Chris Buckle - Dissertation du lauréat, 2004

Interests in psychiatry and neurology started in high school out of volunteer work at a mental health center in Toronto. Helping drug addicts with their literacy skills and providing social support to patients with schizophrenia revealed a passion for a career that could combine the science of the brain with the art of the mind for the benefit of the mentally ill.

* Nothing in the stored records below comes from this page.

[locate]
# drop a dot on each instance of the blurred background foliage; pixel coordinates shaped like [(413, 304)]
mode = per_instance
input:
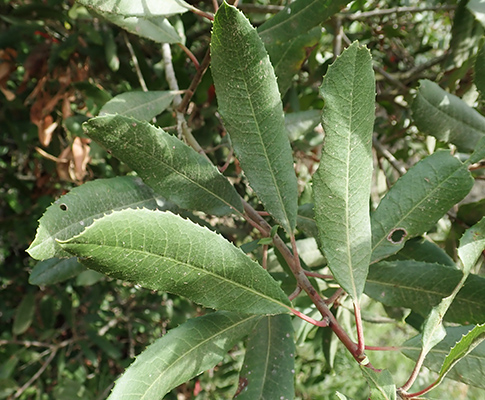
[(58, 66)]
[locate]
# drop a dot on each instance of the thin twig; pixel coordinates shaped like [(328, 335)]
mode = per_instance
[(395, 10), (135, 63), (382, 151)]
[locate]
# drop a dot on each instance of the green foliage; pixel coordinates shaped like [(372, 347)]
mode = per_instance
[(209, 210)]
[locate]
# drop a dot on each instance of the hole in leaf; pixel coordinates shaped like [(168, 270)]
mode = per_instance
[(397, 235)]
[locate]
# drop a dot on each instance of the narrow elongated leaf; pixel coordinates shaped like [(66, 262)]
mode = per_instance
[(157, 29), (300, 123), (472, 244), (165, 163), (421, 286), (128, 8), (268, 367), (161, 251), (461, 349), (447, 117), (381, 384), (70, 214), (417, 201), (183, 353), (292, 33), (139, 105), (341, 185), (468, 370), (55, 270), (250, 105), (480, 69)]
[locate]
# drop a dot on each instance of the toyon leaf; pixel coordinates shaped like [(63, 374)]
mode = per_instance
[(157, 29), (55, 270), (128, 8), (139, 105), (472, 245), (183, 353), (381, 384), (268, 367), (421, 286), (459, 356), (161, 251), (165, 163), (250, 106), (70, 214), (341, 185), (447, 117), (417, 201)]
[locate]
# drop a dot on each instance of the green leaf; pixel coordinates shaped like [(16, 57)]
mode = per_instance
[(157, 29), (183, 353), (420, 249), (161, 251), (139, 105), (462, 348), (477, 7), (300, 123), (421, 286), (165, 163), (55, 270), (250, 105), (24, 314), (291, 34), (381, 384), (472, 244), (128, 8), (480, 69), (417, 201), (341, 185), (268, 367), (447, 117), (468, 370), (70, 214)]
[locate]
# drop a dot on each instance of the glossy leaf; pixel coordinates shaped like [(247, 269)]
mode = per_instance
[(468, 370), (292, 33), (139, 105), (250, 105), (300, 123), (268, 367), (417, 201), (165, 163), (128, 8), (55, 270), (183, 353), (421, 286), (461, 349), (157, 29), (341, 185), (472, 245), (381, 384), (70, 214), (480, 69), (161, 251), (447, 117)]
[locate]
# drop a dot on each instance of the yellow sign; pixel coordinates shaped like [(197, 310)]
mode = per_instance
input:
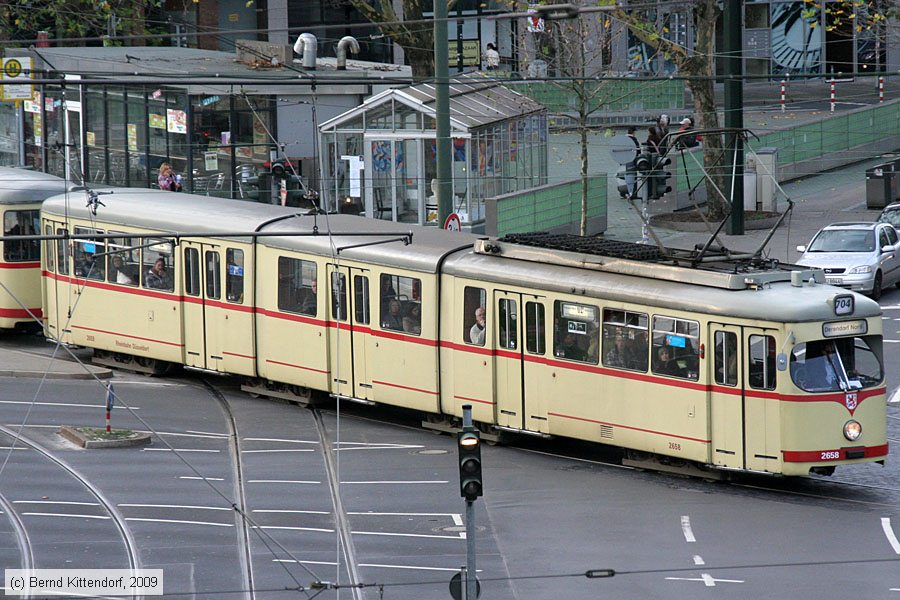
[(16, 73)]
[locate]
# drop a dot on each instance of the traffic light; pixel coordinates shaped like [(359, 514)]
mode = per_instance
[(470, 485), (658, 179)]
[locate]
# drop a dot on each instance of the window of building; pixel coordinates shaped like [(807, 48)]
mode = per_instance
[(625, 339), (474, 315), (576, 331), (535, 334), (726, 358), (761, 368), (676, 344), (297, 286), (21, 222)]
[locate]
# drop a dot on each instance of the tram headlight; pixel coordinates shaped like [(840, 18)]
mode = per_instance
[(852, 430)]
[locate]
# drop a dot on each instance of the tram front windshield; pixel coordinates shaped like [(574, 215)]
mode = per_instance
[(844, 364)]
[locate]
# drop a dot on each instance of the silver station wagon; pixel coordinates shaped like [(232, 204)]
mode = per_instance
[(862, 257)]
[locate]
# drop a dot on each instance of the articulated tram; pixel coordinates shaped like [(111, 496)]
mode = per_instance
[(727, 365), (21, 194)]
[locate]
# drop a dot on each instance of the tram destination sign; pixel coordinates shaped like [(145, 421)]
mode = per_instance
[(838, 328)]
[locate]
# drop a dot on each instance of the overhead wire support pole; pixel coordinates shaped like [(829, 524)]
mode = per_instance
[(734, 109), (442, 112)]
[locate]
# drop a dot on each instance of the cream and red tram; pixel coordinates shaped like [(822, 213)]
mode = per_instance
[(725, 366), (21, 194)]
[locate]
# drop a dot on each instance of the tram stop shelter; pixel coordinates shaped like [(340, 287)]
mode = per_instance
[(380, 159)]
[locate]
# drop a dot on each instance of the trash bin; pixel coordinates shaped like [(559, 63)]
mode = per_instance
[(881, 185)]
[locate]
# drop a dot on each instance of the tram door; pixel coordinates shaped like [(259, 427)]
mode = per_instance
[(515, 407), (726, 397), (349, 327), (204, 317), (56, 288)]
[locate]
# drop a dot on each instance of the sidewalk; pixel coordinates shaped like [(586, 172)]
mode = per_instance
[(819, 200)]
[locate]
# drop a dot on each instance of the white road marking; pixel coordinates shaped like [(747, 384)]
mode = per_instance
[(707, 579), (686, 529), (282, 481), (394, 482), (69, 404), (179, 450), (56, 502), (294, 512), (177, 506), (64, 515), (889, 532), (277, 450), (374, 565), (281, 440), (179, 522)]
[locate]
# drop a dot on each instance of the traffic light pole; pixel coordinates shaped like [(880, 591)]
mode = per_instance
[(470, 581)]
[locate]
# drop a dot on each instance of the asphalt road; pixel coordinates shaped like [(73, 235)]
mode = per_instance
[(545, 520)]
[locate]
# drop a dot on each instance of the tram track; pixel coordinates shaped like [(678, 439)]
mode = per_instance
[(22, 536)]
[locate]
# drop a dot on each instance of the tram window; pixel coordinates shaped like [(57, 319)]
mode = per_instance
[(726, 358), (838, 364), (21, 222), (401, 299), (51, 255), (213, 277), (474, 315), (122, 262), (62, 252), (576, 331), (87, 264), (676, 345), (535, 336), (234, 275), (761, 368), (625, 340), (361, 299), (297, 287), (158, 270), (192, 271), (338, 296), (508, 324)]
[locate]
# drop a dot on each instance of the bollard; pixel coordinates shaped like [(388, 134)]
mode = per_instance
[(832, 95)]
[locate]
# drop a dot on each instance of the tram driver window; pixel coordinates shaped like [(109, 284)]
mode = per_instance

I pursued this interest studying cognitive science at McGill University on scholarship. Courses in neuroscience and psychology taught me about the normal functions of the human mind-brain. Tutoring children with behavioral problems, running weekly bingo for patients with Alzheimer's disease and serving meals to homeless people with mental illness testified to the social consequences of the mind and brain in disease. They provided an impetus to do summer research on the neurobiology of schizophrenia (published in the European Journal of Pharmacology), the neural networks of memory and the molecular mechanisms of stroke. In the summer of 2002, I drew on these experiences trying to de-stigmatize mental illness, by teaching courses in neurology and psychiatry to pre college students at Yale.

I came to medical school hoping to be a neuropsychiatrist. Now in my third year, I have done electives in both fields and spent last summer in Singapore doing research in cross-cultural psychiatry. By giving me the means to present this work at conferences in Calgary and San Francisco, the Mensa Scholarship would bring me one step closer to realizing a career I have dreamt about since high school.